Jury begins deliberating in Harvey Weinstein’s rape trial

Jurors at Harvey Weinstein‘s rape trial began deliberating Tuesday in a case pitting accusers’ often-harrowing testimony against the defense’s contention that the acts were consensual, surrounded by friendly, flirtatious emails and further meetings with the film producer.

The panel of seven men and five women received instructions in the law from the judge before beginning to weigh charges that Weinstein raped a woman in a Manhattan hotel room in 2013 and forcibly performed oral sex on another woman, TV and film production assistant Mimi Haleyi, in 2006.

Jurors will also be weighing actress Annabella Sciorra’s account of a mid-1990s rape in considering charges alleging Weinstein is a sexual predator, even though the allegation is too old to be charged on its own due to statute of limitations in effect at the time.

Other accusers testified as part of the prosecution’s effort to show he used the same tactics to victimize many women over the years.

A torrent of allegations against Weinstein in October 2017 spawned the #MeToo movement.

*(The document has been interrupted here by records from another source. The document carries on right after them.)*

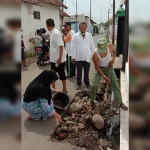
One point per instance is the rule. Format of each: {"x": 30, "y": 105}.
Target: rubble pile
{"x": 88, "y": 126}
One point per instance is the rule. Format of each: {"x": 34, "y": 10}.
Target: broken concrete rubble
{"x": 98, "y": 121}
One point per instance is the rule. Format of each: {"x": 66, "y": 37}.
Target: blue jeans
{"x": 80, "y": 65}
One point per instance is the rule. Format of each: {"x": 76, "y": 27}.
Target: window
{"x": 36, "y": 15}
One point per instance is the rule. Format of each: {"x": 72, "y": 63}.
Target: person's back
{"x": 37, "y": 41}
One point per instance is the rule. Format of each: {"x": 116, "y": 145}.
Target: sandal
{"x": 31, "y": 118}
{"x": 64, "y": 91}
{"x": 123, "y": 106}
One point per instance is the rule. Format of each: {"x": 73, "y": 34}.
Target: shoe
{"x": 88, "y": 86}
{"x": 69, "y": 77}
{"x": 78, "y": 87}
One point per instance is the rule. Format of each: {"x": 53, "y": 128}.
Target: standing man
{"x": 82, "y": 50}
{"x": 103, "y": 59}
{"x": 67, "y": 39}
{"x": 57, "y": 52}
{"x": 22, "y": 52}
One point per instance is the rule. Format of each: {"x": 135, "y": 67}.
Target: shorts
{"x": 60, "y": 69}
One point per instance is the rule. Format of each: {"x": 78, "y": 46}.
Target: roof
{"x": 72, "y": 18}
{"x": 63, "y": 14}
{"x": 34, "y": 2}
{"x": 93, "y": 22}
{"x": 52, "y": 2}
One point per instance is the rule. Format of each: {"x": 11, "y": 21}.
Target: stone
{"x": 64, "y": 129}
{"x": 69, "y": 123}
{"x": 73, "y": 115}
{"x": 95, "y": 112}
{"x": 86, "y": 117}
{"x": 83, "y": 111}
{"x": 74, "y": 107}
{"x": 65, "y": 118}
{"x": 103, "y": 143}
{"x": 63, "y": 136}
{"x": 98, "y": 121}
{"x": 74, "y": 129}
{"x": 80, "y": 126}
{"x": 76, "y": 114}
{"x": 95, "y": 136}
{"x": 77, "y": 98}
{"x": 80, "y": 102}
{"x": 88, "y": 107}
{"x": 85, "y": 98}
{"x": 58, "y": 131}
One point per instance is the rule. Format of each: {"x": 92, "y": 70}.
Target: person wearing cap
{"x": 104, "y": 58}
{"x": 57, "y": 53}
{"x": 82, "y": 50}
{"x": 70, "y": 66}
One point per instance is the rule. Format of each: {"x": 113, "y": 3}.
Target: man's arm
{"x": 59, "y": 43}
{"x": 96, "y": 63}
{"x": 67, "y": 38}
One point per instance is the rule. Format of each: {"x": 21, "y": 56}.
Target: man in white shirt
{"x": 57, "y": 52}
{"x": 67, "y": 40}
{"x": 82, "y": 50}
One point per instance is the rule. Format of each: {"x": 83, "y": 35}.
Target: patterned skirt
{"x": 39, "y": 108}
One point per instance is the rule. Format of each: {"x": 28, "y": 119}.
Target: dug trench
{"x": 90, "y": 127}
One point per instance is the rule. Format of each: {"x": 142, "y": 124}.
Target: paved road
{"x": 36, "y": 134}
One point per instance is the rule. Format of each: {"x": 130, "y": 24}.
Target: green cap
{"x": 102, "y": 45}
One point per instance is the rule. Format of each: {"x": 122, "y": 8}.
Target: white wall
{"x": 30, "y": 25}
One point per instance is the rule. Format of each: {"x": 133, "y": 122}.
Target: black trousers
{"x": 60, "y": 69}
{"x": 70, "y": 67}
{"x": 80, "y": 65}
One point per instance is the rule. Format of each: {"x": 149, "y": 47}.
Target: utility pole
{"x": 76, "y": 18}
{"x": 113, "y": 31}
{"x": 101, "y": 16}
{"x": 90, "y": 10}
{"x": 62, "y": 16}
{"x": 126, "y": 36}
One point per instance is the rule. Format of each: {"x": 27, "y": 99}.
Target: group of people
{"x": 79, "y": 49}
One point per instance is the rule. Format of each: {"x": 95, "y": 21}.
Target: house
{"x": 80, "y": 18}
{"x": 102, "y": 28}
{"x": 34, "y": 14}
{"x": 62, "y": 14}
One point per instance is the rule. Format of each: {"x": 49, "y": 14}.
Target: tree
{"x": 106, "y": 24}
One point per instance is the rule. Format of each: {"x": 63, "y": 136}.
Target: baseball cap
{"x": 102, "y": 45}
{"x": 67, "y": 24}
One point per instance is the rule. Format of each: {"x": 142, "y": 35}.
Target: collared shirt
{"x": 82, "y": 49}
{"x": 67, "y": 40}
{"x": 55, "y": 43}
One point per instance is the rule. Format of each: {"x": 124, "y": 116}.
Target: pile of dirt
{"x": 90, "y": 126}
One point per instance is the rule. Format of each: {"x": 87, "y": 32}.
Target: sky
{"x": 138, "y": 9}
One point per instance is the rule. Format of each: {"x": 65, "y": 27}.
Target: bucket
{"x": 61, "y": 101}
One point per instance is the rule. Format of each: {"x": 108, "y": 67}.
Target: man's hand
{"x": 106, "y": 79}
{"x": 111, "y": 63}
{"x": 73, "y": 61}
{"x": 59, "y": 61}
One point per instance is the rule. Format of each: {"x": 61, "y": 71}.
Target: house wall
{"x": 30, "y": 25}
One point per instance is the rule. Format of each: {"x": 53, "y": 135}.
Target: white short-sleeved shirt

His trial is seen as a landmark moment for the cause, but Judge James Burke has cautioned jurors that it is “not a referendum on the #MeToo movement.”

Weinstein lawyer Donna Rotunno sent a similar message in a Newsweek essay over the weekend, drawing complaints from a prosecutor who said she appeared to be trying to influence the jury.

Rotunno wrote that Weinstein’s jurors “have an obligation to themselves and their country, to base their verdict solely on the facts, testimony and evidence presented to them in the courtroom,” not critical news stories, unflattering courtroom sketches or other outside influences.

Confronted about the essay in court Tuesday, Rotunno said she was writing “about the jury system as a whole” and was not speaking to the jury in Weinstein’s case.

Assistant District Attorney Joan Illuzzi-Orbon said Rotunno’s essay was “100% inappropriate.” She asked Burke to instruct the jury to ignore the piece and revoke Weinstein’s bail and send him to jail because, she argued, it couldn’t have been done without his permission.

Burke denied the prosecution’s request, but told Weinstein: “I would caution you about the tentacles of your public relations juggernaut.”

Two weeks ago, Rotunno was criticized in court and on social media for an interview she gave to The New York Times podcast The Daily in which she blamed victims for getting sexual assaulted.